Kentucky courts evaluate non-compete agreements under a reasonableness standard. A non-compete will be enforced only if it is supported by adequate consideration, it is reasonable in scope (activity, geography, and duration), and it protects a legitimate business interest of the employer. If any of these elements is lacking, the agreement may be unenforceable — either in whole or in part.

Consideration: What Makes the Agreement Binding

For a non-compete signed at the beginning of employment, the job itself is generally sufficient consideration. But for a non-compete presented to an existing employee — after they have already started working — the analysis is more complicated. Kentucky courts have held that continued employment alone may not constitute adequate consideration for a mid-employment non-compete. The employer may need to provide something additional: a raise, a bonus, a promotion, or access to new confidential information. A non-compete signed under threat of termination, with no additional benefit to the employee, is vulnerable to challenge.

Reasonableness of Scope

Duration. Kentucky courts have upheld non-competes ranging from one to three years, depending on the industry and the nature of the restricted activity. Agreements exceeding two years face heightened scrutiny, and those exceeding five years are rarely enforced absent extraordinary circumstances.

Geographic scope. The geographic restriction must be tied to the area where the employer actually does business or where the employee had customer contact. A nationwide restriction for a regional business is likely overbroad. A restriction covering the specific territory the employee served is more likely to be upheld.

Activity restriction. The restricted activity must be defined narrowly enough that the employee can still earn a living. A provision that prohibits the employee from working in their entire field is more likely to be struck down than one that prohibits soliciting specific clients or working for specific competitors.

Legitimate Business Interests

Kentucky courts recognize several legitimate business interests that can justify a non-compete: protection of trade secrets and confidential information, protection of customer relationships and goodwill, and protection of specialized training provided to the employee at the employer’s expense.
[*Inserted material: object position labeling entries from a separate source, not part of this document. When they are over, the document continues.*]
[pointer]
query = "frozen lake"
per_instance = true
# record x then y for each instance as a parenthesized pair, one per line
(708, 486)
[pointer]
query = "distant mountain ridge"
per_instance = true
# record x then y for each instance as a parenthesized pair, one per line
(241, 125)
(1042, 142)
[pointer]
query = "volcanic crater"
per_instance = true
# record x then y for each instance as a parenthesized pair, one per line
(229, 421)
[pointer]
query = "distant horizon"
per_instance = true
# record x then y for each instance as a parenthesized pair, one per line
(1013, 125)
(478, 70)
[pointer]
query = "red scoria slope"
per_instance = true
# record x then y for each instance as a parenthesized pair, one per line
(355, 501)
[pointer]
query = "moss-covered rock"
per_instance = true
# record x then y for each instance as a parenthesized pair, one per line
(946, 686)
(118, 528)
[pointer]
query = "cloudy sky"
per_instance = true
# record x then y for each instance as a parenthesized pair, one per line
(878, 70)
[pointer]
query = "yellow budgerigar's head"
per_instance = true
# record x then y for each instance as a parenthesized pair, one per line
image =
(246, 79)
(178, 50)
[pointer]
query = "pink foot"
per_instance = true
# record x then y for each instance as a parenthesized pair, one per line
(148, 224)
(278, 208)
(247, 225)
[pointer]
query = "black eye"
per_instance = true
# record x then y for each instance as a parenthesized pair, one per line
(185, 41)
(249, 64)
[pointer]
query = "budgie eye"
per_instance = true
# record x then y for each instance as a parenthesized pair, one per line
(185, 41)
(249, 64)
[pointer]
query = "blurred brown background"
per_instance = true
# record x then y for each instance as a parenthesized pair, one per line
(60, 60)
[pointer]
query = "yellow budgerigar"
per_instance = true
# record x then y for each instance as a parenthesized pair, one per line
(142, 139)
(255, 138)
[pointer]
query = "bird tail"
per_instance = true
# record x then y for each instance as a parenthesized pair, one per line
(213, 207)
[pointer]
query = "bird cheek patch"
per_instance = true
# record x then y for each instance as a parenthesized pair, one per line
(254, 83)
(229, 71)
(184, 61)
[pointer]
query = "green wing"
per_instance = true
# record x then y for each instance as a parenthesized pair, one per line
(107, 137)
A non-compete that does not protect any of these interests — for example, one designed solely to prevent ordinary competition — will not be enforced.
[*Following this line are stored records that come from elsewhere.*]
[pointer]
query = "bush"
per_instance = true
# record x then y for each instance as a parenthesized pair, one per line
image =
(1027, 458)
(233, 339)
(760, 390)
Blue Penciling: Can the Court Fix an Overbroad Agreement?

Kentucky courts have the discretion to “blue pencil” an overbroad non-compete — meaning they can strike unreasonable provisions and enforce the remainder. For example, if a non-compete’s geographic scope is too broad but its time limit is reasonable, the court may narrow the geography rather than invalidating the entire agreement. However, courts are not obligated to rewrite an employer’s agreement for them, and some courts will simply refuse to enforce a fundamentally unreasonable non-compete.

Practical Considerations for Employees

If you are bound by a non-compete and want to leave your employer, do not assume the agreement is unenforceable just because it seems unfair. Conversely, do not assume you are stuck. Have an attorney review the specific language and advise you on your risk. Many non-competes have technical deficiencies that make them vulnerable to challenge. And even enforceable non-competes can often be negotiated — many employers will agree to a limited release or a narrowed restriction rather than incur the cost of litigation.

Practical Considerations for Employers

If you are an employer relying on non-competes, make sure they are drafted with enforceable terms. An overbroad non-compete that gets struck down in court is worse than no non-compete at all — because it gives you a false sense of security. Use reasonable restrictions, provide adequate consideration, and update your agreements periodically to reflect changes in your business.